Steve Jobs was a jerk.
He made a habit of ridiculing, manipulating, and belittling people, habitually took credit for others’ work, and parked in handicapped spots for no good reason. While Walter Isaacson doesn’t mention it in his excellent biography of Jobs, I have no doubt that he would not have balked at taking candy from the proverbial baby if he thought it would help make a better product.
But there were a lot of things he got right. He was obsessive about making great products, and wanted to do that more than he wanted to make money. In fact, he complained that the CEO who drove him out of Apple in the mid-’80s, John Sculley, turned Apple into an inferior company because he placed profits over products:
“Sculley destroyed Apple by bringing in corrupt people and corrupt values,” Jobs later lamented. “They cared about making money—for themselves mainly, and also for Apple—rather than making great products.” He felt that Sculley’s drive for profits came at the expense of gaining market share. “Macintosh lost to Microsoft because Sculley insisted on milking all the profits he could get rather than improving the product and making it affordable.” As a result, the profits eventually disappeared. (295–296)
He also had an intuitive sense of what made a great product. He knew one when he saw it, though he couldn’t always describe how to turn an inferior product into a great one. He had the confidence to trust his intuition about what a great product was, which few people have the confidence to do—perhaps because their intuitions are not as finely tuned as Jobs’s was. He also had the confidence to make decisions without relying on market research, trusting that his instincts could tell him what people would want even better than people themselves could articulate it.
I think that Jobs’s greatest strength and his greatest weakness were, as is so often the case, opposite sides of the same coin. Jobs was great at controlling his environment and manipulating objects until they were as good as they could possibly be. But he treated people the same way he treated objects: as things to be manipulated and controlled.
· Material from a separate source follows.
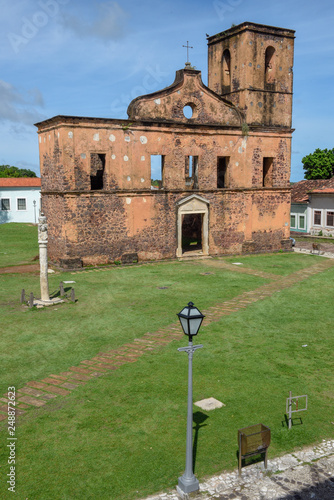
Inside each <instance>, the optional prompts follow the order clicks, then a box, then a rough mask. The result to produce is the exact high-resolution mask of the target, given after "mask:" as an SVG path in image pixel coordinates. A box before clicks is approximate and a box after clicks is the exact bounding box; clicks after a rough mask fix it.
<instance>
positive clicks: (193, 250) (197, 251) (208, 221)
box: [176, 194, 210, 257]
Isaacson writes this about Jobs’s relationships with Sculley and Gil Amelio, whom Jobs ousted as CEO of Apple in 1997:
Jobs could seduce and charm people at will, and he liked to do so. People such as Amelio and Sculley allowed themselves to believe that because Jobs was charming them, it meant that he liked and respected them. It was an impression that he sometimes fostered by dishing out insincere flattery to those hungry for it. But Jobs could be charming to people he hated just as easily as he could be insulting to those he liked. (312)
The problem is, people are not as amenable to being manipulated as objects are, which is why Jobs had so many strained relationships. Isaacson repeatedly mentions how indulgent Jobs’s adoptive parents were, and that Jobs came to believe that rules and social conventions didn’t apply to him. An ex-girlfriend said he “perfectly met the criteria” for Narcissistic Personality Disorder (266).
In theological and philosophical terms, Jobs had what Jewish philosopher Martin Buber called an I-it relationship with many people, rather than an I-Thou relationship. He treated what he found in his external world as an object to be used, experienced, and at times discarded. We may treat people this way, but people are meant to be treated in an I-Thou relationship that recognizes and affirms their humanity.
Of course, Jobs didn’t always treat people this way, and Isaacson makes that clear in his book. Jobs and his wife were married for 20 years and had three kids, it doesn’t seem possible to treat your family like a collection of objects for that amount of time. Nevertheless, it does seem from Isaacson’s book that the I-it relationship was Jobs’s default mode.
The sad thing is that, even until the end of his life, Jobs never thought he was able to refrain from being mean to people.
Even his family members wondered whether he simply lacked the filter that restrains people from venting their wounding thoughts or willfully bypassed it. Jobs claimed it was the former. “This is who I am, and you can’t expect me to be someone I’m not,” he replied when I asked him the question. (565)
Jobs’s meanness wasn’t necessary to his greatness, but I do believe they came from the same source. Everything in his external world was an object he sought to control.